Back to the internet I went, where I figured out that Princess Ariel is a Light Sussex breed of hen. They are a nice meat and egg breed, although we don’t eat our chickens. Our spoiled girls get laying pellets, and a daily feeding of scratch to give them something to do, plus mealworms and an assortment of seasonal organic greens. They have a nice enclosed cage that keeps them safe at night, plus an open run for daytime use. They have a good life, I think, plus a very generous vacation and retirement package.
The Light Sussex is a friendly breed, and Princess Ariel seems very people oriented. She tries to follow me as best she can inside her cage and run, always interested in where I am more than where her fellow hens are. I suspect that she associates me with getting fed, and that she is more food focused than the others, but who knows.
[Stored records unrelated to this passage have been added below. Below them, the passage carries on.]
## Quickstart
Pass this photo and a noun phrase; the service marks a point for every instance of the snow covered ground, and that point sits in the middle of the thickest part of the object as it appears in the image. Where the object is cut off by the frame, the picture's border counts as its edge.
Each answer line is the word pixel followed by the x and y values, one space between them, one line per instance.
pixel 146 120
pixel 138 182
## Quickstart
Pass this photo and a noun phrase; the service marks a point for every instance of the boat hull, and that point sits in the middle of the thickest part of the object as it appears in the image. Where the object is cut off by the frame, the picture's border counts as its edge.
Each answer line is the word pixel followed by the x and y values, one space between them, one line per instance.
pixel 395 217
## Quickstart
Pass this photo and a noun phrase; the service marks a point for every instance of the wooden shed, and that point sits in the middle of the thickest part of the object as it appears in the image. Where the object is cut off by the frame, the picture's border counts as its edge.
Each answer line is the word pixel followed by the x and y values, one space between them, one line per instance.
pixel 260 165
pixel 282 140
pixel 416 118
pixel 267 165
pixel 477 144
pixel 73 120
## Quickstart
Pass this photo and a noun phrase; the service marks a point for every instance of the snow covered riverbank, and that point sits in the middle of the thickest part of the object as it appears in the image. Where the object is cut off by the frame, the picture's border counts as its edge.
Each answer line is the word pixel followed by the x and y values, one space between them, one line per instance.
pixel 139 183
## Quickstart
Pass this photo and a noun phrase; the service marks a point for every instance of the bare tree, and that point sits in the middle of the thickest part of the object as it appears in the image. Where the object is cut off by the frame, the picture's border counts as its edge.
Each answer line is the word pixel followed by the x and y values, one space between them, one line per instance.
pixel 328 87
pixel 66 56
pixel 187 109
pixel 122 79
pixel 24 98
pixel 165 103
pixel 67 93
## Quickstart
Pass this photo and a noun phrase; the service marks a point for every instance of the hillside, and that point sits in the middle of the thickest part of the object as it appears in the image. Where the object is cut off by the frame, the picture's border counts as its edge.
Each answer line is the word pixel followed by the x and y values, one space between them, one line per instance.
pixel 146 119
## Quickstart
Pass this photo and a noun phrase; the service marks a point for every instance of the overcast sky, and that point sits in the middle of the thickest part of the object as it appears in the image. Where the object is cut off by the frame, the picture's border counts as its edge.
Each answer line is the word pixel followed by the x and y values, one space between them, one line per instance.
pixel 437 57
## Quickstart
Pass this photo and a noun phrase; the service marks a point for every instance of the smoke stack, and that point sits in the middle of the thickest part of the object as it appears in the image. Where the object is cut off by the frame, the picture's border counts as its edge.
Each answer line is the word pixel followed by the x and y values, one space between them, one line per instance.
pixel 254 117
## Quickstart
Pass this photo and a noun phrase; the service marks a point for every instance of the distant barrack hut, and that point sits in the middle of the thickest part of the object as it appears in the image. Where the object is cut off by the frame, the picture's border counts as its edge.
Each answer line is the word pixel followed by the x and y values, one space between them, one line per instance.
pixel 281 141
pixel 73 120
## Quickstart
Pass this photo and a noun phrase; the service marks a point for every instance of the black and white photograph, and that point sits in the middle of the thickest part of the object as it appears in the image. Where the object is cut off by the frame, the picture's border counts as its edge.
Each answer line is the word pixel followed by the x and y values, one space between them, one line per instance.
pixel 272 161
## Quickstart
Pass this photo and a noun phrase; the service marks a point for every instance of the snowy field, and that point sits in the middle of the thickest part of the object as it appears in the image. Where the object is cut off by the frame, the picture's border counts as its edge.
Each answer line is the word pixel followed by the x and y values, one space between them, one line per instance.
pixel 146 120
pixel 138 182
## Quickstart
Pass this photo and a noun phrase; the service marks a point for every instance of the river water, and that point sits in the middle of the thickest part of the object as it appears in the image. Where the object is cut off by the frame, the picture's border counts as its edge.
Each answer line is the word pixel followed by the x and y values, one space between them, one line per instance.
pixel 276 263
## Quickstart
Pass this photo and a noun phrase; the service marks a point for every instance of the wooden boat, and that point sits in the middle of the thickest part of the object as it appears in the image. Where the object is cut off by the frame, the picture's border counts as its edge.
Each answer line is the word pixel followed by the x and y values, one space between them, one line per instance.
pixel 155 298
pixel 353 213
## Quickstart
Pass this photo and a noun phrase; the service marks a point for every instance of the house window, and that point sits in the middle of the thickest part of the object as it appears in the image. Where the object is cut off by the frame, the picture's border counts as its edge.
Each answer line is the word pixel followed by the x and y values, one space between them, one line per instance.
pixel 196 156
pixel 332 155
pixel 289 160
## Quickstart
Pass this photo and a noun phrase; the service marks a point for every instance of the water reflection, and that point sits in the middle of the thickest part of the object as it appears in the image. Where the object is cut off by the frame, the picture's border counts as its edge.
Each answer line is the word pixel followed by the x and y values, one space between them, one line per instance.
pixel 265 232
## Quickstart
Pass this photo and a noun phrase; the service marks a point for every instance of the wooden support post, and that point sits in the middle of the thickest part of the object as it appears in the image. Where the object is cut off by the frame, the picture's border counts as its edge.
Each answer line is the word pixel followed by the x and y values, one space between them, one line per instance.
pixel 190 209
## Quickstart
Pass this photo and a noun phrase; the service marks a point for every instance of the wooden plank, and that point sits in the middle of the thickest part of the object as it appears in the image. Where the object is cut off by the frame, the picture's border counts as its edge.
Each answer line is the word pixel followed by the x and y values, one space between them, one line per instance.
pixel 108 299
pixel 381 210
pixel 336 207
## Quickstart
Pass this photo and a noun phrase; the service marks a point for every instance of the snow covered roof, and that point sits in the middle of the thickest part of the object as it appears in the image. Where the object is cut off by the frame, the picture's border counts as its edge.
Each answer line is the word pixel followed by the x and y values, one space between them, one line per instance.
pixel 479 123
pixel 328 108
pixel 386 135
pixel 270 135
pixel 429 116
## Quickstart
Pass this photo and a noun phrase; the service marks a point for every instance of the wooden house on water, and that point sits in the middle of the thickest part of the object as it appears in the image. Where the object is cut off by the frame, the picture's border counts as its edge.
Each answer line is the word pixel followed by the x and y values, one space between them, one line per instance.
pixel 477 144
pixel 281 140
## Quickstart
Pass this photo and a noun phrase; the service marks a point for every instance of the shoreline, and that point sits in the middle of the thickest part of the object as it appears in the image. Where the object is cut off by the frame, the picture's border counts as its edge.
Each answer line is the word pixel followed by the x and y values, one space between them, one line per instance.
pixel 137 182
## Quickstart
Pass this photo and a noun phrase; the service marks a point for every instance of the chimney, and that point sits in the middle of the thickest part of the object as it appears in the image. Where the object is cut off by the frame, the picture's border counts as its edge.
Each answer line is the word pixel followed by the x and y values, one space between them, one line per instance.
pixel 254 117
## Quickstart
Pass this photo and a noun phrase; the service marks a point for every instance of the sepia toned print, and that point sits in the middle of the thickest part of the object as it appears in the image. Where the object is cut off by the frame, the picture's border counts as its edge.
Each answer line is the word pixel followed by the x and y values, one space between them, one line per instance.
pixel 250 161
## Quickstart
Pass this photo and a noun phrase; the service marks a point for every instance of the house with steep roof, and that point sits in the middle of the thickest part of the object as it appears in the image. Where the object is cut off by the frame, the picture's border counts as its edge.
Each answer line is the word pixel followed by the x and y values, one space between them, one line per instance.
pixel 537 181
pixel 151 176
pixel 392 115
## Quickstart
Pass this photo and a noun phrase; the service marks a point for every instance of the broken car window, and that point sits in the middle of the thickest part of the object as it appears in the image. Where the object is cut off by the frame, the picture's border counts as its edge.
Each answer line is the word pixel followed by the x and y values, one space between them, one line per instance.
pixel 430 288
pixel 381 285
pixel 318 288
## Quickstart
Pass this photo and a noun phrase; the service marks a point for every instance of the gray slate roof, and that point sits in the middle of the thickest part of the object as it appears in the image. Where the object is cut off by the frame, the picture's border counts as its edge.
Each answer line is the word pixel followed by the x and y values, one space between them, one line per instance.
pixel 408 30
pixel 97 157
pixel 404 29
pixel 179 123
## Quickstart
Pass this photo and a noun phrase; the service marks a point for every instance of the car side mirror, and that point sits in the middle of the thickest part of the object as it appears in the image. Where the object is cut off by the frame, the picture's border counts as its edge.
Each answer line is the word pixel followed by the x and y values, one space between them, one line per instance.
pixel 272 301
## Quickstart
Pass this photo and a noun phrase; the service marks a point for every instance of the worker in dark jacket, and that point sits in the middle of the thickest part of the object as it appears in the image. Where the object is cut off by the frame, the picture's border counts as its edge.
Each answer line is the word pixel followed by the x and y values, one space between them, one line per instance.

Despite my neglect of the vegetable garden, the fruit orchard is providing. The number of lines this year is astounding. These are Bearrs limes, which turn yellow and fall from the tree when ripe. This is about a third of what is on the counter now, awaiting squeezing and freezing.
It is also navel orange season. But we have rats in the yard, and they like oranges too.
Sadly, the rats got more than half of my orange crop, and it wasn’t a particularly large crop with year. I did manage to trap one in a snap trap, but I haven’t been diligent about my trapping.
The rats also ate ALL of my snow pea crop as soon as the seeds sprouted, all of the bok choy and komatsuna, and all of my Lacinato kale. It seems that they don’t like leeks, so I do have a dozen leeks that are nearly ready to harvest. I have given up on my winter garden and am about to plant my summer garden of tomatoes and bell peppers. Unless I give up on that too before planting. Between being constantly sick, and the ongoing rat problem, I am pretty depressed about gardening. Encouragement would be appreciated.
With rats, birds, possums, and pests, it is hard to get a crop these days. A changing climate isn’t helping either, what with weather that is too warm, too dry, or just unpredictable. But I keep trying.
And so my garden and I struggle on. Best wishes for your spring garden!